Upon reflection, three major questions emerge:
- What is the actual sales potential of Pokemon Go and other augmented reality apps? As I said above, Pokemon Go is already driving sales for many businesses across the world, but how much will these numbers actually improve in the coming months? Will creating sponsored events actually bring in a big uptick in sales or just a bunch of disinterested users trying to catch a Snorlax?
- Is the popularity of Pokemon Go indicative of a general adoption of AR by the public? Many marketers are looking at the sales potential of Pokemon Go and projecting outwards, trying to come up with ways that they can use AR programs for their own devices. However, will an AR app that does not feature a popular license like Pokemon ever experience the same level of popularity? Is AR a viable marketing tool or does the viability of the platform not currently extend beyond Pokemon Go? In my opinion the game shows the potential of AR but does not necessarily indicate that the general public is completely on board with the concept. However, only time will tell.
- What is Pokemon Go’s shelf life? Pokemon Go is a fad, and fads which burn this brightly tend to extinguish just as quickly. Niantic has big plans for Pokemon Go, and many marketers and companies across the country do as well, but if the game becomes less popular (as it inevitably will in time) their plans might be nullified. Will the game’s popularity hold steady for years, months. Or even weeks? There’s no way of knowing. And when Pokemon Go’s popularity wains will the potential of AR disappear along with it?

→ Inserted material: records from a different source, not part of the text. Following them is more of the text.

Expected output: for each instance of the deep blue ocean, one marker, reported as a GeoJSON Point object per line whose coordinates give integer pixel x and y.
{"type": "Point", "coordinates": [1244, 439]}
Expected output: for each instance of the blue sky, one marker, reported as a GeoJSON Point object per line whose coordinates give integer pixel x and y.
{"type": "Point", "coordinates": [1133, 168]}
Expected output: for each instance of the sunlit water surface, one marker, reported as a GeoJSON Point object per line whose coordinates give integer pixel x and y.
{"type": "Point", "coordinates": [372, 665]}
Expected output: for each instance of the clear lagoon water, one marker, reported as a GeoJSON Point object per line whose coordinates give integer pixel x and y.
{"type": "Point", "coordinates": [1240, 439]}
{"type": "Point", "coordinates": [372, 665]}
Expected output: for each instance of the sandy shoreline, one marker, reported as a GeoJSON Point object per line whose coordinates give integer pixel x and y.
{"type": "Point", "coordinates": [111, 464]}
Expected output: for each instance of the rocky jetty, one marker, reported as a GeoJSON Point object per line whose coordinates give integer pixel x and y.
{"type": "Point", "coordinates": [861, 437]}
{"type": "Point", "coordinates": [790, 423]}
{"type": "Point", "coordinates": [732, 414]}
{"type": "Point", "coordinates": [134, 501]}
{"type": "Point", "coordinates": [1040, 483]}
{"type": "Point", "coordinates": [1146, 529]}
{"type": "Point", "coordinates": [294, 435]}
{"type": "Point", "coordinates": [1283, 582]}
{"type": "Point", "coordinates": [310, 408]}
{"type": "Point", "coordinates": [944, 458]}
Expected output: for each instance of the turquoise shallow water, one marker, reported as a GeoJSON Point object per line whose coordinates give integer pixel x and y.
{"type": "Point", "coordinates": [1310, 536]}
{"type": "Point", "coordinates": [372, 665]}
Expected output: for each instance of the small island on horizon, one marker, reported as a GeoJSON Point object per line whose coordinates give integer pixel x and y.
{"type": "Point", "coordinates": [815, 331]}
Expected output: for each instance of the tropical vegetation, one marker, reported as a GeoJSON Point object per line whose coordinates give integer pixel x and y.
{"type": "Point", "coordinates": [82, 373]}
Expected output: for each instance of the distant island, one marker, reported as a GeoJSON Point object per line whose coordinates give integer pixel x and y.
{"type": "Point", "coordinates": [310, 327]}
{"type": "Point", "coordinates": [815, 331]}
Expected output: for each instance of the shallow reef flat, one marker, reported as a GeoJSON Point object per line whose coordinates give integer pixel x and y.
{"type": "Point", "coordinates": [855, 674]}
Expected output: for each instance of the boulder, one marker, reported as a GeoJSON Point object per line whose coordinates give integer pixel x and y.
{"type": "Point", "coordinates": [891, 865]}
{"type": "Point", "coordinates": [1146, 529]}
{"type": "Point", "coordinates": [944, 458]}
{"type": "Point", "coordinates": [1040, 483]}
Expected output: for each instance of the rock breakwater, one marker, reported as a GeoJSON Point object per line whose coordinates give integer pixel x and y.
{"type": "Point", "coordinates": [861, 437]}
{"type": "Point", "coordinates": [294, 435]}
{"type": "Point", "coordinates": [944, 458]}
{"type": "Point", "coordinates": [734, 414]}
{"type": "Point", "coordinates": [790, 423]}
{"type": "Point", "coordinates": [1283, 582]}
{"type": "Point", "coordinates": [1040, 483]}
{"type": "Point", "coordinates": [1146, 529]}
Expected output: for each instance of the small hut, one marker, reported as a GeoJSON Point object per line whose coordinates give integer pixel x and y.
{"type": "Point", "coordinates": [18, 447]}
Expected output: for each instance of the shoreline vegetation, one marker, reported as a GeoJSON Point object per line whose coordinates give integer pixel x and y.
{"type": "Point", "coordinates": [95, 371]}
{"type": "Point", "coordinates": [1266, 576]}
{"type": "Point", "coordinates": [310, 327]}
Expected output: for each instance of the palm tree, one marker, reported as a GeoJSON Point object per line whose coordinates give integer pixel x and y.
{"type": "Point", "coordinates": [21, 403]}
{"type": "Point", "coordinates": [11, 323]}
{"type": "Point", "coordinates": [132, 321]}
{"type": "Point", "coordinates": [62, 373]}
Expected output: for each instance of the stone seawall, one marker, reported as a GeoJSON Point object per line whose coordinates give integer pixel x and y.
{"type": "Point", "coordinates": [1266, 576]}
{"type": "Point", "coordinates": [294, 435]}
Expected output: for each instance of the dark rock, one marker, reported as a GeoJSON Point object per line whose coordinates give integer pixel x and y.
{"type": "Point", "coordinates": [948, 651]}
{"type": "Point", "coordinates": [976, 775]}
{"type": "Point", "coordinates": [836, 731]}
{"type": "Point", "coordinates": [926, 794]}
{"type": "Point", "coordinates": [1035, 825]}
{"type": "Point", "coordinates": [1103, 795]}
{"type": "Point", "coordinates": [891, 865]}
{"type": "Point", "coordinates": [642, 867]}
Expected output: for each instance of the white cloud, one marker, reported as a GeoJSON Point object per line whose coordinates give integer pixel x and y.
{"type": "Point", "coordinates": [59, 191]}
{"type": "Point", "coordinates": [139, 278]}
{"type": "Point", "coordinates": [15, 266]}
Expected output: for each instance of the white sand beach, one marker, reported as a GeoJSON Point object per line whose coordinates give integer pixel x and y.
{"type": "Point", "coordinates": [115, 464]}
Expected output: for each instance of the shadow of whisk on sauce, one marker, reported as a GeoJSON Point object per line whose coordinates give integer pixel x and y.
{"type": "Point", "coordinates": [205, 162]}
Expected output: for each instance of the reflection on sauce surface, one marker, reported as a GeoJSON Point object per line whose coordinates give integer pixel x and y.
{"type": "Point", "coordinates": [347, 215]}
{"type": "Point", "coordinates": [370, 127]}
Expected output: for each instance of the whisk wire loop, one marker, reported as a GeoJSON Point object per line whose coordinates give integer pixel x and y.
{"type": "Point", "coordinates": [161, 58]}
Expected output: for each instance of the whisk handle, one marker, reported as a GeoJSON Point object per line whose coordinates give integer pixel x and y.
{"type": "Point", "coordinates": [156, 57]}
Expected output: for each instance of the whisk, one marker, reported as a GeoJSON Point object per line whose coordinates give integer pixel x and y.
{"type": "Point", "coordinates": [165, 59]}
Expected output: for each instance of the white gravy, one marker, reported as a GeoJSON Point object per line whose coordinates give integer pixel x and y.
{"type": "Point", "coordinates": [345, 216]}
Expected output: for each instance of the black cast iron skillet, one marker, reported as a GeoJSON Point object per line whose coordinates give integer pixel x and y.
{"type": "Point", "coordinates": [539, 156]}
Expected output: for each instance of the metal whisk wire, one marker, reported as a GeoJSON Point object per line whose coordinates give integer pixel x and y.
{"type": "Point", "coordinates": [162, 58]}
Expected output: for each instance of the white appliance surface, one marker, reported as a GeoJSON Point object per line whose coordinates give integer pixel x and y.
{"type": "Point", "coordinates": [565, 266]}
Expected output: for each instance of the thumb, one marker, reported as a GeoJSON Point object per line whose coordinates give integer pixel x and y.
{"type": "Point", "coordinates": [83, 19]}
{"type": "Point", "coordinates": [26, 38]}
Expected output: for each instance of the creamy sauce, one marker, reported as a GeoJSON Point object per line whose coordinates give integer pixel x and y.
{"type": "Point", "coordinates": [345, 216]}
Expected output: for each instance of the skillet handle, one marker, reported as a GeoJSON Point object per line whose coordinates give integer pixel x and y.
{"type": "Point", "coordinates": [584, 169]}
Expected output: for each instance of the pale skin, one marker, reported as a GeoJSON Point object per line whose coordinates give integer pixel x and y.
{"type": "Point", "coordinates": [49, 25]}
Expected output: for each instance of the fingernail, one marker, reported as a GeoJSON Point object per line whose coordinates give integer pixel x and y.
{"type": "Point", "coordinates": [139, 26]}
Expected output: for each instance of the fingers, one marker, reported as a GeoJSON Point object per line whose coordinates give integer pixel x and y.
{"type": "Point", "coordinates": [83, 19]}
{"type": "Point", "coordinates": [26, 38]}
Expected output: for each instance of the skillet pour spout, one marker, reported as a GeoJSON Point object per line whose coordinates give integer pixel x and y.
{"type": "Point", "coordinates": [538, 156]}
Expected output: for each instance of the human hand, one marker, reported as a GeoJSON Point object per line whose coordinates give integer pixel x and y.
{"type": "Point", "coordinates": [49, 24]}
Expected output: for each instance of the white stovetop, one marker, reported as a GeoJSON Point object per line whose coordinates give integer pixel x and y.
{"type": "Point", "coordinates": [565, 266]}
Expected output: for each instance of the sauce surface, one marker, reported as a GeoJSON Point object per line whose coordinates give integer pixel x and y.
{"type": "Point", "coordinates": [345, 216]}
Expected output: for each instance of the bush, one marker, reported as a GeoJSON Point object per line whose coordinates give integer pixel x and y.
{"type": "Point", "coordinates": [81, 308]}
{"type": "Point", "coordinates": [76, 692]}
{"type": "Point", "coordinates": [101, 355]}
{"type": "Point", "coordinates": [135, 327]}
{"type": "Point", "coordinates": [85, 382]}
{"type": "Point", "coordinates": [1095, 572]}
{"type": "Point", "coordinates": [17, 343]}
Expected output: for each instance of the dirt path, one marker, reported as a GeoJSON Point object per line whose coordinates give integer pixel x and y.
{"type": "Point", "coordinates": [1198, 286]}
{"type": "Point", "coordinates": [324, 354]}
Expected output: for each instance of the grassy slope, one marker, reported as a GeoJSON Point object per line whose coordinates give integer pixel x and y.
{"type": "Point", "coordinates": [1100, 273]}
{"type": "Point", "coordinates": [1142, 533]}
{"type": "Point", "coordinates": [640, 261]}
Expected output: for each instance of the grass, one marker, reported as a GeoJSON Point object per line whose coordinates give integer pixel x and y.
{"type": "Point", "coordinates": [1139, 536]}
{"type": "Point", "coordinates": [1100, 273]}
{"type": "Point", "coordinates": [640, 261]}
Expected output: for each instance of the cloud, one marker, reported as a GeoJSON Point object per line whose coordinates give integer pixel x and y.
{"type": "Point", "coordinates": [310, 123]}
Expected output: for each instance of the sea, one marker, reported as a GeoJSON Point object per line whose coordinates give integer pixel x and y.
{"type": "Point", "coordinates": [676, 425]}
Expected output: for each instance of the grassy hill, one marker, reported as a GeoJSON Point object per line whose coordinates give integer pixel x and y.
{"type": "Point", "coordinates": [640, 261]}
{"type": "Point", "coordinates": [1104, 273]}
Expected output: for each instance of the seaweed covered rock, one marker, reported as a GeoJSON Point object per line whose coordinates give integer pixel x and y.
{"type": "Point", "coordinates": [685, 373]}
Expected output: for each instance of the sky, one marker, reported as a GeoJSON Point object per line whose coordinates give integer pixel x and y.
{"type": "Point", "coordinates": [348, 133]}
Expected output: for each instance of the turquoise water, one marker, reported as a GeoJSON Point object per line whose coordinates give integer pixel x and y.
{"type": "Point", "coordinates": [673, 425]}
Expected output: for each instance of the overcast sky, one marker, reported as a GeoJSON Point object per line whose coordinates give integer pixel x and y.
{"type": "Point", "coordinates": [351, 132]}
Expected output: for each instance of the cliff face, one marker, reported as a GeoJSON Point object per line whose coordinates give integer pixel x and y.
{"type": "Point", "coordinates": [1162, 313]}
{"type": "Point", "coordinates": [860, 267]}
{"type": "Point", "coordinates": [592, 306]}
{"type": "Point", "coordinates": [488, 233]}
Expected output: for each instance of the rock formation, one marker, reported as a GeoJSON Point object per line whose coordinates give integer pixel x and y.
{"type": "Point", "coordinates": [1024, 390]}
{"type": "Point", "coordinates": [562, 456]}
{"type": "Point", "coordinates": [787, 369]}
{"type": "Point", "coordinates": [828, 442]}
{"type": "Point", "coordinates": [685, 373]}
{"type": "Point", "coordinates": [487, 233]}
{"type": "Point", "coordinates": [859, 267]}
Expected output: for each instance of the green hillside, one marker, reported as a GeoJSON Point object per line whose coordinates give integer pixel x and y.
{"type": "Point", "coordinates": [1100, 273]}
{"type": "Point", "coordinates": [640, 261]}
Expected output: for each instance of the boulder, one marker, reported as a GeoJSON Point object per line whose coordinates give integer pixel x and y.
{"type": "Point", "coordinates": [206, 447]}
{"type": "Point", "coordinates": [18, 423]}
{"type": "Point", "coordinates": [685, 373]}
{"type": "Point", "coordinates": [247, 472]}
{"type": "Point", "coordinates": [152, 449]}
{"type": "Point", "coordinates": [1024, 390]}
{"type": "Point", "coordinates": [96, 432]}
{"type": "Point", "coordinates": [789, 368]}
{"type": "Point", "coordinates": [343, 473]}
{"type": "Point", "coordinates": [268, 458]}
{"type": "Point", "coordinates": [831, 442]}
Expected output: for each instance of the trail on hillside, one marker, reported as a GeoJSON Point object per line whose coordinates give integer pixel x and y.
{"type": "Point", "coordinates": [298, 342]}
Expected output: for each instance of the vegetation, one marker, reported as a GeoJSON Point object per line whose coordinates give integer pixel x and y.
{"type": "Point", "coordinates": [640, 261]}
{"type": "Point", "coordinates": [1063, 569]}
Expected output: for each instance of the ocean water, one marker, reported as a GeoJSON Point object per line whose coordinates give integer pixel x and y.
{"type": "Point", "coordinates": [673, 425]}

Pokemon Go clearly illustrates the potential of augmented reality as a marketing tool. It has already driven a great many sales across a wide range of industries, and it has done so accidentally. If an AR app can have this kind of impact on the US economy without even trying to do so, it is tempting to imagine what would happen if marketers did try to use AR to their advantage. On the other hand, what if Pokemon Go was only successful because it wasn’t trying? Will potential buyers respond to non-Pokemon related AR marketing in the future? One thing is certain: there is a great deal of room for growth here. Whether or not AR will become an increasingly powerful marketing tool or will be little more than a flash in the pan is hard to predict now. Currently it looks like VR and AR are going to make a tremendous amount of impact, but many in the industry were confident about Google Glass as well. We will have to wait and see what the future holds for AR marketing, but if you want to try it out for yourself and attempt to drive a little more traffic to your business there is no better time than the present. Augmented reality can be used effectively with a little creativity and care, and there’s no reason to think your business might not be able to profit from it in the future.